Just typing this is making me drool all over again for these little babes. At first I thought these would be a good appetizer, but since I’m a major breakfast gal I thought, “Why not make these for breakfast?” I love to impress a crowd, and these bites did not disappoint. They also make for great leftovers and freeze fairly well, but who are you kidding? You and your guests will eat them all in one sitting, guaranteed.
P R E P
The prep for this is so easy you’ll even have time to make a batch of Bloody Mary’s before your friends come over. Minimal chopping involved and if you saw “mashed potatoes” and assumed you’d be peeling and boiling potatoes, you are in luck! I cheat big time and use instant potatoes because 1) I absolutely despise peeling potatoes and 2) you will want to save the time and manual labor making legit mashed potatoes. However, if you’re an overachiever or want to be authentic, by all means…mash your own potatoes.
The only thing I’d consider “prep” for this is making the bacon ahead of time!
What you’ll need
- Muffin tin, sprayed with pam. Crucial so that they don’t stick!
- 1 large bowl.
- 1 24 ounce packet of mashed potatoes; roughly 2-3 cups. You can find these usually within the same aisle as pasta in your local grocery store. Pick whichever one you want (no need to be picky about brands), but make sure to get just regular “buttered” potatoes. There’s a ton of flavor with these so you won’t want to mask that with a flavored potato mix).
- 4 eggs.
- 1 cup of shredded cheddar cheese. Keep a little extra for garnishing!

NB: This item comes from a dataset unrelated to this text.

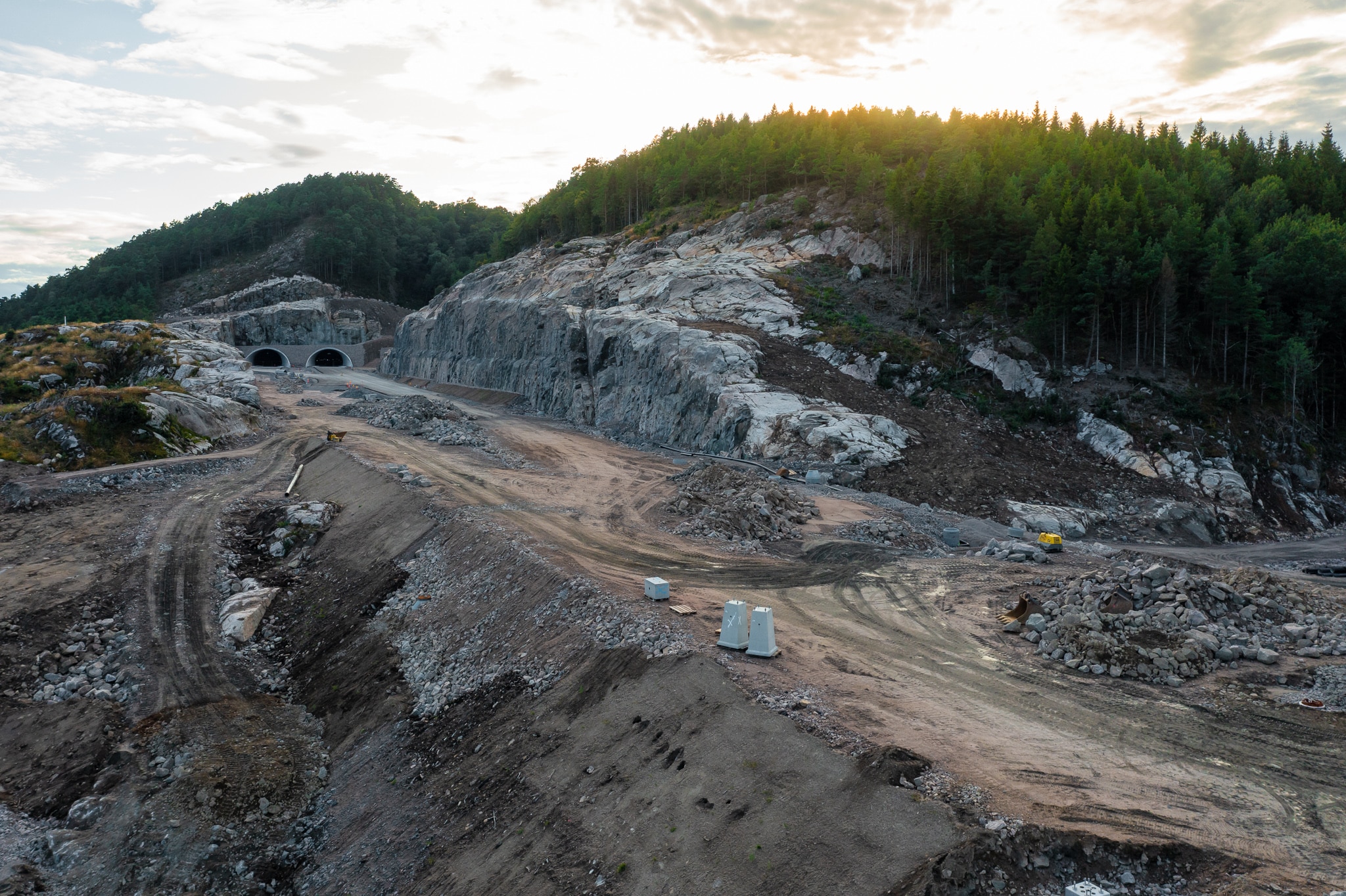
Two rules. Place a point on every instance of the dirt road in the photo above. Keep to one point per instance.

- 1/4 cup grated Parmesan cheese.
- 6 slices of cooked bacon, chopped/crumbled. Keep a little for garnishing!
- 1 teaspoon of garlic powder.
- 3 tablespoons of chopped chives.
- 1/4 teaspoon black pepper.
- 1/4-1/2 teaspoon of cayenne pepper. I LOVE a good kick, but if you have wimpy guests stick to the 1/4 tsp.
Total Prep Time: 20 minutes (not including the cooked bacon)
Servings: 12 bites (roughly 6 servings)
- Preheat oven to 400 degrees. If you haven’t already, start cooking up the bacon while your oven pre-heats.
- In a large bowl, combine alllllll your ingredients.
- Spray your muffin tin (if you haven’t already) with Pam or any other non-stick spray. Divide mixture evenly among your pan.
- Stick those babes in the oven and cook for around 35-40 minutes.
- Remove from oven and let cool for 5 minutes. Gently remove each lil’ bite (I tend to use a knife to help lift them out).
- Serve up with a dollop of sour cream, chives, bacon, cheese…anything you/your guests would like. Enjoy!
POST COOKING NOTES
- These babes work great for a crowd, but they’re also just as good as leftovers. You can keep these in your fridge for up to 4 days in an air-tight container.
- I wouldn’t recommend freezing OR making ahead of time. Something about the freshness of the potatoes is hard to beat.